Baxterville, NY Train Wreck, Jan 1888
SIXTEEN PERSONS INJURED
AND OF THESE FOUR ARE SERIOUSLY HURT.
A RAILROAD TRAIN JUMPS THE TRACK NEAR BAXTERVILLE----THE ENGINEER WAS TRYING TO MAKE TIME.
TROY, N. Y., Jan. 24.-----The accident yesterday afternoon on the Rutland and Washington Division of the Delaware and Hudson system, near Baxterville, proves to have been even worse than was at first anticipated. At least 16 persons were injured, and of this number 4 were so seriously hurt that their recovery is considered a matter of doubt. The ill-fated train left Rutland at 10:40 o'clock and was to have made connections with the Fitchburg train at Eagle Bridge, and was due in this city at 2:15 o'clock in the afternoon. The train had lost some time, and Engineer Beattie was trying to make it up when the accident occurred. The train consisted of a combination baggage, express, and smoking car, and two coaches. The coaches went down the bank, but the combination car rolled over once and did not go as far as the others.
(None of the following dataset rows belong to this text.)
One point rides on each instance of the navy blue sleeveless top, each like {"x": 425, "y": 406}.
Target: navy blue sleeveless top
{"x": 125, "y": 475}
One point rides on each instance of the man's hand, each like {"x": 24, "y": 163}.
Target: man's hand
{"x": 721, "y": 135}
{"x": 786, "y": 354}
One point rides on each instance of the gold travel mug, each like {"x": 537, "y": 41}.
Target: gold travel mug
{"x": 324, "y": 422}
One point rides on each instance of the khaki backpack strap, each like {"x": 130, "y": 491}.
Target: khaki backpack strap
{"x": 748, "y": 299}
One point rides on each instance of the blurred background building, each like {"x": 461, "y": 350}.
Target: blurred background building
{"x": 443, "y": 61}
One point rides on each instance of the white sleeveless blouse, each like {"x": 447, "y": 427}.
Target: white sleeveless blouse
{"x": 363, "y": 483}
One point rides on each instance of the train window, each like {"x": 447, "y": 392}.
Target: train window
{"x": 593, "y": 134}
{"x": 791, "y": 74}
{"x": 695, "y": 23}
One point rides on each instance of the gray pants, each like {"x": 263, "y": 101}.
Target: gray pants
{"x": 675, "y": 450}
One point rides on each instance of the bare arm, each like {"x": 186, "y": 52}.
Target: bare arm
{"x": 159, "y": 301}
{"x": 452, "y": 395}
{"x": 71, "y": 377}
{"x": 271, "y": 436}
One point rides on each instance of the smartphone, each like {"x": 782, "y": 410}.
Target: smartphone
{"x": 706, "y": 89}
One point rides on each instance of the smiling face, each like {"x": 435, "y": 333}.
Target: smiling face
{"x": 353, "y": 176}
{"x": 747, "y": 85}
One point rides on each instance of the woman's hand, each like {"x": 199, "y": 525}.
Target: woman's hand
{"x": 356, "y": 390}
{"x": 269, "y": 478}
The injured persons are Conductor Charles Frost of Rutland, three ribs broken and penetrating the liver: James Houghton of Salem, salesman for Nims & Knight of this city, jaw broken and injured internally; Mr. and Mrs. W. L. Hasslin of Granville, bruised; their daughter, 2 years of age, badly burned by the stove and her clothing partly consumed; W. H. Hughes, Granville, cut about the head and face; Clarence Stoddard, Granville, scalp torn and otherwise dangerously injured; Anna Murtha, Salem, bruised; Anna Shields, Salem, spine injured and face cut; Nellie Teirney, Salem, face bruised and disfigured; J. H. Shields, Troy, back and leg injured; Clarence Rice, Cambridge, eye destroyed; M. H. Stevens, a potato speculator of Shushan; back injured and head cut dangerously; James Greaney, Hoosick Falls, bruised; Mrs. Lawson, West Salem, neck cut and side injured; Edward Lawlor, brakeman, burned about the right arm; Hugh C. Van Ullrich, New-York, hand cut and bruised head. It is believed that these, with the Western Union lineman, David Owens of Eagle Bridge, make a complete list of the injured.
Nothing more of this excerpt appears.